We grown ups often shy away from taking part in the messier activities, but if you play in the water or the mud right alongside your grandchild, you’ll find that the fun is worth the mess.
Your grandkids can create their own masterpieces before your very eyes. They will often draw flowers or animals. Perhaps you can spark an idea by reading them a poem or recite a nursery rhyme to give them ideas for bright, chalks on your sidewalks.
Painting is also a very relaxing and enjoyable activity. You can choose from watercolors or finger paints or go big outdoors with a large piece of butcher paper and poster paints and brushes. Nothing is a mistake when creating this sort of art. The brilliance of the colors is enough of a reward and every creation is “ready for prime time.”
Children love to hunt and collect outdoor treasures: pinecones, rocks, leaves and the like. And when they have a collection of treasures, it’s time to classify them. What is alike and what is different? What is bigger or smaller? What sort of rocks are they and are the leaves maple, oak or something else? Placing the collection on cardboard with labels or taping the items to paper and putting it in a picture frame makes it ready for display in your home.
Purchase a small magnifying glass or box and go on a creature hunt. Turning over bricks or rocks is sure to find at least a few roly polies (pill bugs) and possibly ants, worms, and maybe a beetle or two. If you trap them carefully and place them in a magnifying box, your grandchild can observe them for a while. Add a twig and some grass and watch them move in their mini-habitat. Children learn a lot from such observations: how the creature moves, how it looks up close, the body parts and the like. Your questions will add to the learning. “Isn’t it interesting how that worm moves?” “How many legs does that beetle have?”
After enjoying the observations it’s good to help your grandchild release the creatures back into their natural habitat and talk about ways to preserve our natural world while enjoying it.
School-age children are ready to learn to identify local birds. You probably have some in your own back garden, but if not, take a trip to a woodsy area and have your binoculars ready. A simple field guide will help you identify the birds by color, markings, beak style and so forth. Birding is a very satisfying hobby for both young and old. Follow up the birding trip with a chance to further study the birds seen, and perhaps attempt to draw one of them. Colored pencils are a good medium for this project.
You wouldn’t think that something as simple as reading out of doors would be special; but give it a try. Take out a blanket or chairs, get all comfy with a favorite book and read aloud to your grandchild or allow them to read to you. Talk about the characters and the plot. Why did Goldilocks enter the Three Bears’ home without permission? What do you think will happen next or how would you change the ending of this story?

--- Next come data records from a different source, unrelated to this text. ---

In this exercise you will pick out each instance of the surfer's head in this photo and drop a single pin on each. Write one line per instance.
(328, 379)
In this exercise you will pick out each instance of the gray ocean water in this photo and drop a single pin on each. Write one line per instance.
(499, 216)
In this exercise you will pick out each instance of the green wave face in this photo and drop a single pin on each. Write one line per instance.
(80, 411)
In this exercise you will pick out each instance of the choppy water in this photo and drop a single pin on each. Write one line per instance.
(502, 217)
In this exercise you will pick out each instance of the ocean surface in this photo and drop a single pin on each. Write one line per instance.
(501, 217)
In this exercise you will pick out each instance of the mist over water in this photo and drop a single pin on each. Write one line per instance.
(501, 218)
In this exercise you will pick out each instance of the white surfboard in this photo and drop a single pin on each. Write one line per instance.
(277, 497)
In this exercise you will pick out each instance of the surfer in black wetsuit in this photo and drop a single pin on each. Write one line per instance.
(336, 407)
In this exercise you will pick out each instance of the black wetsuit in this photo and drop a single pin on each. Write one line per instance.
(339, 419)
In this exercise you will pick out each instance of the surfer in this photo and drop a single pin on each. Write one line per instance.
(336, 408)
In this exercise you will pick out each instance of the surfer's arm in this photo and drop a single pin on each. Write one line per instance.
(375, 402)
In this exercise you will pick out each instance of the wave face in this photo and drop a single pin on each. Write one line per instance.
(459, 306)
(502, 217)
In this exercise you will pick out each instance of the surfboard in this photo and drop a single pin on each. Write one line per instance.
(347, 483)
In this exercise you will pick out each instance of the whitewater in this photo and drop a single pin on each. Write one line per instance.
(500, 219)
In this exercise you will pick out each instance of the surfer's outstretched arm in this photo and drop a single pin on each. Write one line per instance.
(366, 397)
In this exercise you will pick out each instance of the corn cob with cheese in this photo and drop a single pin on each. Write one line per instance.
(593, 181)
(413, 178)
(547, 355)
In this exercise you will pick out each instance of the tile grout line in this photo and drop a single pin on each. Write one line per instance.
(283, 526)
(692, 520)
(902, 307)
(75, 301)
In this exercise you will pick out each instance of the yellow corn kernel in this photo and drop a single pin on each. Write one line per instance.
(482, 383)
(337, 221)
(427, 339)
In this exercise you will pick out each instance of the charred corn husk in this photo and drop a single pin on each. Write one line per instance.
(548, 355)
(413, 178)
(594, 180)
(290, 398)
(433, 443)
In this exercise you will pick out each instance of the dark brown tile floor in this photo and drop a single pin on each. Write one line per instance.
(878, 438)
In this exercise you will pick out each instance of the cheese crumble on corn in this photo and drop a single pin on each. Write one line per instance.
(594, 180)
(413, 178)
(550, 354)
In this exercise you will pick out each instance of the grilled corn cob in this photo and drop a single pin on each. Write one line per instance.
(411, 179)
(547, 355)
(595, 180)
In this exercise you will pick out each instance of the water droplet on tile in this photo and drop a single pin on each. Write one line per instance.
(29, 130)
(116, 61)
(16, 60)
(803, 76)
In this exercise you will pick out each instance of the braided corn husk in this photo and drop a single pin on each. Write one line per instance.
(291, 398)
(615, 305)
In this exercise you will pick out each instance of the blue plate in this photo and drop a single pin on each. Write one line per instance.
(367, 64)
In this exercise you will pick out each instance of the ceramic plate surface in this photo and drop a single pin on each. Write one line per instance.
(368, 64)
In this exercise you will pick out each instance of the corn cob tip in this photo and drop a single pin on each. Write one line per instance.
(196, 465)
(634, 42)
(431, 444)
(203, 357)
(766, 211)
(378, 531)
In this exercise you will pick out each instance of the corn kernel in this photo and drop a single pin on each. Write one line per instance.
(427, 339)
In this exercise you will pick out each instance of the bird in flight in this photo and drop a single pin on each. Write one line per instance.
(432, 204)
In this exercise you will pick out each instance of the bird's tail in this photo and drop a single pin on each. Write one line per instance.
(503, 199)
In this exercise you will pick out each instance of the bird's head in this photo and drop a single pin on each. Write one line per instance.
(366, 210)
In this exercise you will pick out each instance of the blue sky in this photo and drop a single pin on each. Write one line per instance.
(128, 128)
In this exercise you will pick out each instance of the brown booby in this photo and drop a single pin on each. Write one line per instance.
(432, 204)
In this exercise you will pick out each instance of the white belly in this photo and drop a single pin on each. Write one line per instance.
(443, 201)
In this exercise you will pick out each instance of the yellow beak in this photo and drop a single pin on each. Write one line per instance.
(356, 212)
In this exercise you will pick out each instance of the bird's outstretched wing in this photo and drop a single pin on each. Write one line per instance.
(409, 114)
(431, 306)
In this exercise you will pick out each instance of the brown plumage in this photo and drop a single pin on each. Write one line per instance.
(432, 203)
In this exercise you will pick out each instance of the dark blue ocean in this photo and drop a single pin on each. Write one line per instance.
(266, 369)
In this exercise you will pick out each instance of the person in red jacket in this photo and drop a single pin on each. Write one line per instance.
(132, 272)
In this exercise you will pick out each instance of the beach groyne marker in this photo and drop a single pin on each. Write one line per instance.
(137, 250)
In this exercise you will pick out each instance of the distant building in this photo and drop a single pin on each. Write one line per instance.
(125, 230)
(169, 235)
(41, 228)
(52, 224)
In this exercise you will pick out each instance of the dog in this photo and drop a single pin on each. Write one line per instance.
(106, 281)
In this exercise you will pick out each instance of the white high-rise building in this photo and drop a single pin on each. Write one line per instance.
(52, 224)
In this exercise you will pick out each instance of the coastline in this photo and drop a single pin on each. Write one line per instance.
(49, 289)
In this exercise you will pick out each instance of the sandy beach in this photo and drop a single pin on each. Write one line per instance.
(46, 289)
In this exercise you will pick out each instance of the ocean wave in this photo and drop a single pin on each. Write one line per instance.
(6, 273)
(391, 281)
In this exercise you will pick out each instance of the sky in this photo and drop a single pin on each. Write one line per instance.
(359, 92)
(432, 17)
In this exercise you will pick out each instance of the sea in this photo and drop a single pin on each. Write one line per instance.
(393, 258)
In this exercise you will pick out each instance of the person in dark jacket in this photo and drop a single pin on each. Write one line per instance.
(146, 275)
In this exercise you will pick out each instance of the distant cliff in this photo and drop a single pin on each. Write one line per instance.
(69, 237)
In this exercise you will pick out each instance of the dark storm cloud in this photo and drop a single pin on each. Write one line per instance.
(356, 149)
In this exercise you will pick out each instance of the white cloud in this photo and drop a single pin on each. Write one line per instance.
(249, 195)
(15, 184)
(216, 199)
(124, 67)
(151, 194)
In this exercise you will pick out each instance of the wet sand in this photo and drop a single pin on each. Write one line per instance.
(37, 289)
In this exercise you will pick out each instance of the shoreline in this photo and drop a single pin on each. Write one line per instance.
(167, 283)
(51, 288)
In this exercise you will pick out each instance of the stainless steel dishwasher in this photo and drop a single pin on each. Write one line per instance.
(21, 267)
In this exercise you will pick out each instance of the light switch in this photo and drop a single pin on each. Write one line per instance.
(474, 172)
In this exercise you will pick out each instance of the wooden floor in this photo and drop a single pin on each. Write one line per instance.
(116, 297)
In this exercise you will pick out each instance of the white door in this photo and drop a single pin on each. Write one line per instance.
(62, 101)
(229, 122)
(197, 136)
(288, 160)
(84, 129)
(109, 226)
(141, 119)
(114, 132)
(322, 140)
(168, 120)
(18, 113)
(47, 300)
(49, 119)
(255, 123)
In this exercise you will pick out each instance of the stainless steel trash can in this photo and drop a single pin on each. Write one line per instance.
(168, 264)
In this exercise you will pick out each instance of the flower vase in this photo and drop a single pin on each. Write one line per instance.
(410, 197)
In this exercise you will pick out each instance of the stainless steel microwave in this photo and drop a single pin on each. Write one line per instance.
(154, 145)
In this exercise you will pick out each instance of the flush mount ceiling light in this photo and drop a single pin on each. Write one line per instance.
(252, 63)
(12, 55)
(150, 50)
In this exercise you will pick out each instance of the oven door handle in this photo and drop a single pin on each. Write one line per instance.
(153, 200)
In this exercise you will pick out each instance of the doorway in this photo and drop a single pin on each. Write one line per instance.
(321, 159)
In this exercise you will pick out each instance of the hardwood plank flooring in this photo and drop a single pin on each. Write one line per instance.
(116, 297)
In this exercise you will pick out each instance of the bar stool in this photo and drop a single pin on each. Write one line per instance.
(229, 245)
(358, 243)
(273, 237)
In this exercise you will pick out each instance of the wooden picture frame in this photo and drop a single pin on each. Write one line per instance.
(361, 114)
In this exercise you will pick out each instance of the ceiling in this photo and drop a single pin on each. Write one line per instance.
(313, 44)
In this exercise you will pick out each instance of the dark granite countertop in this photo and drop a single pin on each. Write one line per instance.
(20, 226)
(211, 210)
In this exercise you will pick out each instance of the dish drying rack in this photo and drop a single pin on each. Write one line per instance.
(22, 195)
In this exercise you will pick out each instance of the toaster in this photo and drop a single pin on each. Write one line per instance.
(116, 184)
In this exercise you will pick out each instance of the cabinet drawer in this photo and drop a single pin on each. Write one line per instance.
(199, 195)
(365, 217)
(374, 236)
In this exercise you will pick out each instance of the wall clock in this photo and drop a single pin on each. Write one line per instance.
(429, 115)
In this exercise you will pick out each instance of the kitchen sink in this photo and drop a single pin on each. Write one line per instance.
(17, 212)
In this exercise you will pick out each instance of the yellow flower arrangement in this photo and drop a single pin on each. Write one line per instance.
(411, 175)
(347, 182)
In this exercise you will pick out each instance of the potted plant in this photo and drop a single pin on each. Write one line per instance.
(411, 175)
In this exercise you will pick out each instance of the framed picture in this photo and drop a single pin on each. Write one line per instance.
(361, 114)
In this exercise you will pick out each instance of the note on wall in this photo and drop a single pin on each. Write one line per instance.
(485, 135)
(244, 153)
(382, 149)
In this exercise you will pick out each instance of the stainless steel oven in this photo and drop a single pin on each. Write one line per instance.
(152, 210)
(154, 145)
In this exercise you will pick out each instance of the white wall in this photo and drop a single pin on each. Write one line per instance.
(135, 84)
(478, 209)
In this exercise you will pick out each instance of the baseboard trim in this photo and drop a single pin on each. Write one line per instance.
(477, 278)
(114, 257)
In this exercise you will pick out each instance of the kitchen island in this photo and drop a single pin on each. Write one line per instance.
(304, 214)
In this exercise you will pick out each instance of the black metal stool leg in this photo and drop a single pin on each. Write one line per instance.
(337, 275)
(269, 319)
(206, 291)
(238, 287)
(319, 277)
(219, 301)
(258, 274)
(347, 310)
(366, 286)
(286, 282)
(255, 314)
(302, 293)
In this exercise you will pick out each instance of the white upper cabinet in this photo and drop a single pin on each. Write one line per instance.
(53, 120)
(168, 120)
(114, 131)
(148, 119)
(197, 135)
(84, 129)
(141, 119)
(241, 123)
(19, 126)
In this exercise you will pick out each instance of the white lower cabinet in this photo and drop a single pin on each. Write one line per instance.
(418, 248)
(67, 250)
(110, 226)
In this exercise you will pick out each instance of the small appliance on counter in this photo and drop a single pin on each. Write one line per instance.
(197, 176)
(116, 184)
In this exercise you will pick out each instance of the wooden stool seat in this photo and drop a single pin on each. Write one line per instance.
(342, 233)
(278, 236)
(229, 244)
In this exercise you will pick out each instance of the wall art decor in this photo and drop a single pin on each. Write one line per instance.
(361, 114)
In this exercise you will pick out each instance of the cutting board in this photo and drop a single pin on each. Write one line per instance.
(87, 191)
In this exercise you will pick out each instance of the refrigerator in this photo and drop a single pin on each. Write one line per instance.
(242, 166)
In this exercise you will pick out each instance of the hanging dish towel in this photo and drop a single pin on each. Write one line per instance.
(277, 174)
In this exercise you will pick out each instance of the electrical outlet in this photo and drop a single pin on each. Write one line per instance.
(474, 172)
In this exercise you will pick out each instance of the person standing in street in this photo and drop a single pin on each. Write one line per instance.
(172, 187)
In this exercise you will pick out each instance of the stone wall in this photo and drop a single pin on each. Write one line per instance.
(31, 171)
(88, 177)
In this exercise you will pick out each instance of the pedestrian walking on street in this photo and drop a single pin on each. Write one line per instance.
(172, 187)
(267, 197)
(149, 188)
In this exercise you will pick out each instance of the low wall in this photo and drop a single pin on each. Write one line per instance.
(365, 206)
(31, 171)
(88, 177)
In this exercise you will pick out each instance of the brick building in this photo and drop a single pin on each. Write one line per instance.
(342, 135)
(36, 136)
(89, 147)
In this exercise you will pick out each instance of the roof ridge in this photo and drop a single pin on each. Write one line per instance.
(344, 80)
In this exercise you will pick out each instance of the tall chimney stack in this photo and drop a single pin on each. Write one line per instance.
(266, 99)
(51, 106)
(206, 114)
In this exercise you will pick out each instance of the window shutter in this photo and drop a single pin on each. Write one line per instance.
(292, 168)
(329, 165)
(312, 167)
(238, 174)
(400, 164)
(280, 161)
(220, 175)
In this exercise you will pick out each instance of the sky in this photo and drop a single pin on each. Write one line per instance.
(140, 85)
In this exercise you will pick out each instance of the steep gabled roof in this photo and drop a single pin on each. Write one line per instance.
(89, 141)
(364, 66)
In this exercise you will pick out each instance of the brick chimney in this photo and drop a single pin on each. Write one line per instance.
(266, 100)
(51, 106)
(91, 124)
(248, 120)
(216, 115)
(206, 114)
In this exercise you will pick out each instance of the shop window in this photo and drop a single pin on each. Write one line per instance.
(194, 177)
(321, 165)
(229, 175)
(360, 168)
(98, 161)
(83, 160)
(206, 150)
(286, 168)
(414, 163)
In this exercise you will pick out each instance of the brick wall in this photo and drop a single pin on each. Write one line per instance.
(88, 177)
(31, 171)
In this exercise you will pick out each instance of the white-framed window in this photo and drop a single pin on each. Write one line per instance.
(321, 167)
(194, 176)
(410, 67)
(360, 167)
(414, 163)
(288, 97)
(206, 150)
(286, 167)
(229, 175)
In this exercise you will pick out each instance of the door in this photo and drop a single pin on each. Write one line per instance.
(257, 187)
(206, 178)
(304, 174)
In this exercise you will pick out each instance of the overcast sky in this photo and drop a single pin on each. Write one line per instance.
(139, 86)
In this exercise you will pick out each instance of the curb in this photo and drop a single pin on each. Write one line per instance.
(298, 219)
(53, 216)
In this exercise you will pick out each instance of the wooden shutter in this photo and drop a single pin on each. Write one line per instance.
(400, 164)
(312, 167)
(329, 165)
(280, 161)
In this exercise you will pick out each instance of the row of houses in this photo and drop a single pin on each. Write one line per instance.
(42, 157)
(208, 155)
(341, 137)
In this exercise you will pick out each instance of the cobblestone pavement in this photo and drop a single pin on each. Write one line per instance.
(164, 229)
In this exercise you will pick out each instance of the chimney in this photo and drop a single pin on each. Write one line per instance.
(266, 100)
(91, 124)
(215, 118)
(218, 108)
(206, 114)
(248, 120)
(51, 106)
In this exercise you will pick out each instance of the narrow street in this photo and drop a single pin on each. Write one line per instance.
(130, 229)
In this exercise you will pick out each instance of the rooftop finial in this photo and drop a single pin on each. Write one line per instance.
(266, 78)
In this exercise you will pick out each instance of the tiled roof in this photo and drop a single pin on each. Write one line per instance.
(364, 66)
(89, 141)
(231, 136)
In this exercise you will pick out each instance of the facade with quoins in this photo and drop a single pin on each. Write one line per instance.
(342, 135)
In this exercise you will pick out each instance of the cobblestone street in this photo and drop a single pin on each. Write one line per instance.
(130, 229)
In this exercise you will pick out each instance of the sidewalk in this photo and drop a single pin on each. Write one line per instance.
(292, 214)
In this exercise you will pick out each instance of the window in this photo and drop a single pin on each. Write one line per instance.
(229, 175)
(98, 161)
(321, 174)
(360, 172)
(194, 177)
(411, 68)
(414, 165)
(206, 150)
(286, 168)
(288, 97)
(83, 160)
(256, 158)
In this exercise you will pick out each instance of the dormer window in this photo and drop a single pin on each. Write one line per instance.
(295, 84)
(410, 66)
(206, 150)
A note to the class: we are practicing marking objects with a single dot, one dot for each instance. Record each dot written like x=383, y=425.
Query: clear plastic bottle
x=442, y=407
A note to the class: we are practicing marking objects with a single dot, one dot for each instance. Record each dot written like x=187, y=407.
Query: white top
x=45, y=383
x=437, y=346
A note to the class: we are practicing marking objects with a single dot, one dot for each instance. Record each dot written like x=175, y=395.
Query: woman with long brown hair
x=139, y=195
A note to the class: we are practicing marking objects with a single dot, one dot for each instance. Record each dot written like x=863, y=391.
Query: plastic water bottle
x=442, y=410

Read a chapter a day to increase interest or add some simple snacks to the reading time. Make it something to anticipate and your grandchildren will love it.
Once again you can rely on nursery rhymes, fables or fairy tales to give you ideas for a stellar backyard puppet show. Use finger puppets made of paper or bits of fabric or use cardboard rolls to create characters. Tape drawn characters onto popsicle sticks or drinking straws, and then allow the grandkids to “act out” the stories creating their own dialogue.
If Grandma and Grandpa agree to either join in the acting fun or be a welcoming audience, the fun is magnified.
It doesn’t take much to create a backyard fort–some old blankets or tarps, a few pieces of lumber or branches, some found objects such as rocks or leaves. Children love to create their own outdoor spaces.
Make their fort the place they eat their lunch or snacks. If appropriate, allow them to take their sleeping bags to their fort for an overnight sleep.
Children need outdoor play and creative experiences. In today’s virtual world, there are real benefits to playing in nature and in allowing creative juices to flow. And the time you spend with your grandchildren on any of the above activities, the closer you’ll become and the more memories you’ll make.